Reporting on sales data
Now let's now move on to the competition and challenge.
📖 Background
You work in the accounting department of a company that sells motorcycle parts. The company operates three warehouses in a large metropolitan area.
You’ve recently learned data manipulation and plotting, and suggest helping your colleague analyze past sales data. Your colleague wants to capture sales by payment method. She also needs to know the average unit price for each product line.
💾 The data
The sales data has the following fields:
- "date" - The date, from June to August 2021.
- "warehouse" - The company operates three warehouses: North, Central, and West.
- "client_type" - There are two types of customers: Retail and Wholesale.
- "product_line" - Type of products purchased.
- "quantity" - How many items were purchased.
- "unit_price" - Price per item sold.
- "total" - Total sale = quantity * unit_price.
- "payment" - How the client paid: Cash, Credit card, Transfer.
💪 Challenge
Create a report to answer your colleague's questions. Include:
- What are the total sales for each payment method?
- What is the average unit price for each product line?
- Create plots to visualize findings for questions 1 and 2.
- [Optional] Investigate further (e.g., average purchase value by client type, total purchase value by product line, etc.)
- Summarize your findings.
Importing and exploring the data
Fistly, pandas is imported and the data-sales is retrived from csv file. Before we conduct the analysis,let us examine the nature of the data.
# import data
import pandas as pd
sales= pd.read_csv("data/sales_data.csv")
sales.info()
sales.isna().sum()
sales.describe()
As we see from top, there is no missing value in the sales data.In addition,we get some statistical overview for the data to understand its nature more.Now we can start answering our colleague's questions.
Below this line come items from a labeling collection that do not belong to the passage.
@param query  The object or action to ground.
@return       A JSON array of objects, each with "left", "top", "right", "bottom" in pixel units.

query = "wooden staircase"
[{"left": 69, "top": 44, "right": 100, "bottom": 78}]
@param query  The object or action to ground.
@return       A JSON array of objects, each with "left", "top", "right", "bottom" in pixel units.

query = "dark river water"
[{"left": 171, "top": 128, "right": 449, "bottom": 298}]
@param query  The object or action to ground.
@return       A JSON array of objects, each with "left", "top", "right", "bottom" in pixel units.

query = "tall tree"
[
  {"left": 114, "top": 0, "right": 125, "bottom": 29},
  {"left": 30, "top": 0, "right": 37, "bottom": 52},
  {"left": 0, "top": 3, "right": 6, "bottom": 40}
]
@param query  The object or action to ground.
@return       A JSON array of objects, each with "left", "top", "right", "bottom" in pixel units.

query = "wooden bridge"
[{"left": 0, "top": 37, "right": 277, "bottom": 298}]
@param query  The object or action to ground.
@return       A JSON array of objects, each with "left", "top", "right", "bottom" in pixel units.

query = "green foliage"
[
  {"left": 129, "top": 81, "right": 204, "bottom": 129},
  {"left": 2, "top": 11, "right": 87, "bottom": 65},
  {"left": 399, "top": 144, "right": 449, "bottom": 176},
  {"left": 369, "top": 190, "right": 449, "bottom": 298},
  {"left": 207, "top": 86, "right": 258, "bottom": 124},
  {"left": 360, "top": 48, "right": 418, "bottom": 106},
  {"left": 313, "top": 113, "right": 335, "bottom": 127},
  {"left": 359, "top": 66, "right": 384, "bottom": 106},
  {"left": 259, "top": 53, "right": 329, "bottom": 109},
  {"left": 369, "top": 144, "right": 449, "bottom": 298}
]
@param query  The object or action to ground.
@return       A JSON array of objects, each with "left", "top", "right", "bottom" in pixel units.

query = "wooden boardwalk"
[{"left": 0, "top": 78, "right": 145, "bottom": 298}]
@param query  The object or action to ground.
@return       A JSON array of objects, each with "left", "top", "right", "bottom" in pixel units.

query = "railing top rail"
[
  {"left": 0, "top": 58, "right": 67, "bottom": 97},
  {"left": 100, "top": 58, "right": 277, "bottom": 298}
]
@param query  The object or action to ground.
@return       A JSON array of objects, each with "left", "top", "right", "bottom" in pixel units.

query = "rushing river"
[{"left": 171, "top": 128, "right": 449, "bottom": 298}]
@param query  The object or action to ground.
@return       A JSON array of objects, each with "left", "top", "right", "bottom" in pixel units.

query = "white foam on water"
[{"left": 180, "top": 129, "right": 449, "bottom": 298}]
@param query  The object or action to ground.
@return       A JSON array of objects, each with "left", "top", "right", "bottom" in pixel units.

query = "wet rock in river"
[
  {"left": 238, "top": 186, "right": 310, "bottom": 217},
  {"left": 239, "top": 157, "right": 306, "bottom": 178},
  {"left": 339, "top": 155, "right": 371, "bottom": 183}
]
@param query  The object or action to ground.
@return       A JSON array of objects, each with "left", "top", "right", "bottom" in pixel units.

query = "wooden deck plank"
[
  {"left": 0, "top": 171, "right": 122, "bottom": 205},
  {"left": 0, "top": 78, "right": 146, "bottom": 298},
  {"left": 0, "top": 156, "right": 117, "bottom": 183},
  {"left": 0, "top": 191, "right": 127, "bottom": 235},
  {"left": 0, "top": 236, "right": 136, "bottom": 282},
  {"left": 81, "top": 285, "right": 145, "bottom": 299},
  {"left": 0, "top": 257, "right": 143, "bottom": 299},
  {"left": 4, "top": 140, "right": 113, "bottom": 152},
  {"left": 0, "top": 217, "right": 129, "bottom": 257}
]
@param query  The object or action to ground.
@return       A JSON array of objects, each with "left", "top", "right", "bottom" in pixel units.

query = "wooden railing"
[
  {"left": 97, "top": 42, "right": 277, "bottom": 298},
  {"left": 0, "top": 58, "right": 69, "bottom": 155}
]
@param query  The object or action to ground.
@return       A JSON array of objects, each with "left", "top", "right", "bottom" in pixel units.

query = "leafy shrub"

Analizing total sales for each payment method
In order to get total sales for payment methods, we use "groupby" to group payment column then by "agg" we find total sales for each.To graph dataframe,we import pyplot.
#total sales for each payment method
sales_for_each_p= sales.groupby("payment").agg({"total":"sum"})
print(sales_for_each_p)
#plot total sales for each payment method
from matplotlib import pyplot as plt
sales_for_each_p.plot(kind="barh",title=("Total sales for payment methods"),width=0.8,
color='g')
plt.show()Figure shows that,clients mostly prefer transfer as payment method.They are unlikely to use cash as a payment method. Is this client preferance change by the warehouse types? To answer this question we can make seperate graphs for warehouse types: central,north and west.Graph shows prefences are not differentiate.However, the gap between credit cards payers and transfer payers are very little in west warehouse.
sales_t= pd.read_csv("data/sales_data.csv",parse_dates=["date"],index_col="date")
sales_c =sales_t[sales_t["warehouse"]=="Central"]
sales_n =sales_t[sales_t["warehouse"]=="North"]
sales_w =sales_t[sales_t["warehouse"]=="West"]
#payment types for warehouse central
sales_for_each_pay_central= sales_c.groupby("payment").agg({"total":"sum"})
print(sales_for_each_pay_central)
#payment types for warehouse north
sales_for_each_pay_north= sales_n.groupby("payment").agg({"total":"sum"})
print(sales_for_each_pay_north)
#payment types for warehouse west
sales_for_each_pay_west= sales_w.groupby("payment").agg({"total":"sum"})
print(sales_for_each_pay_west)
#subplots for each
fig,ax=plt.subplots(3,1,sharey=True,sharex=True,figsize=(8,8))
ax[0].bar(sales_for_each_pay_central.index,sales_for_each_pay_central["total"],label="Central")
ax[1].bar(sales_for_each_pay_north.index,sales_for_each_pay_north["total"],label="North")
ax[2].bar(sales_for_each_pay_west.index,sales_for_each_pay_west["total"],label="West")
ax[0].set_ylabel("Central")
ax[1].set_ylabel("North")
ax[2].set_ylabel("West")
ax[0].set_title("Total sales on Central warehouse by different methods ",fontsize=10)
ax[1].set_title("Total sales on North warehouse by different methods ",fontsize=10)
ax[2].set_title("Total sales on West warehouse by different methods ",fontsize=10)
plt.show()
Analizing average unit prices for each product line
In order to get unit prices for each product line,once again, we use "groupby" to group product line column then by "agg" we find mean unit prices for each.Then,we sort values in ascending order.
#average unit price for each product line
average_uprice_prod= sales.groupby("product_line").agg({"unit_price":"mean"})
s_avg=average_uprice_prod.sort_values("unit_price",ascending=True)
print(s_avg)
After plotting,we can observe that average of the engine unit price(60.09) is the highest while breaking system unit price(17.74) is the lowest.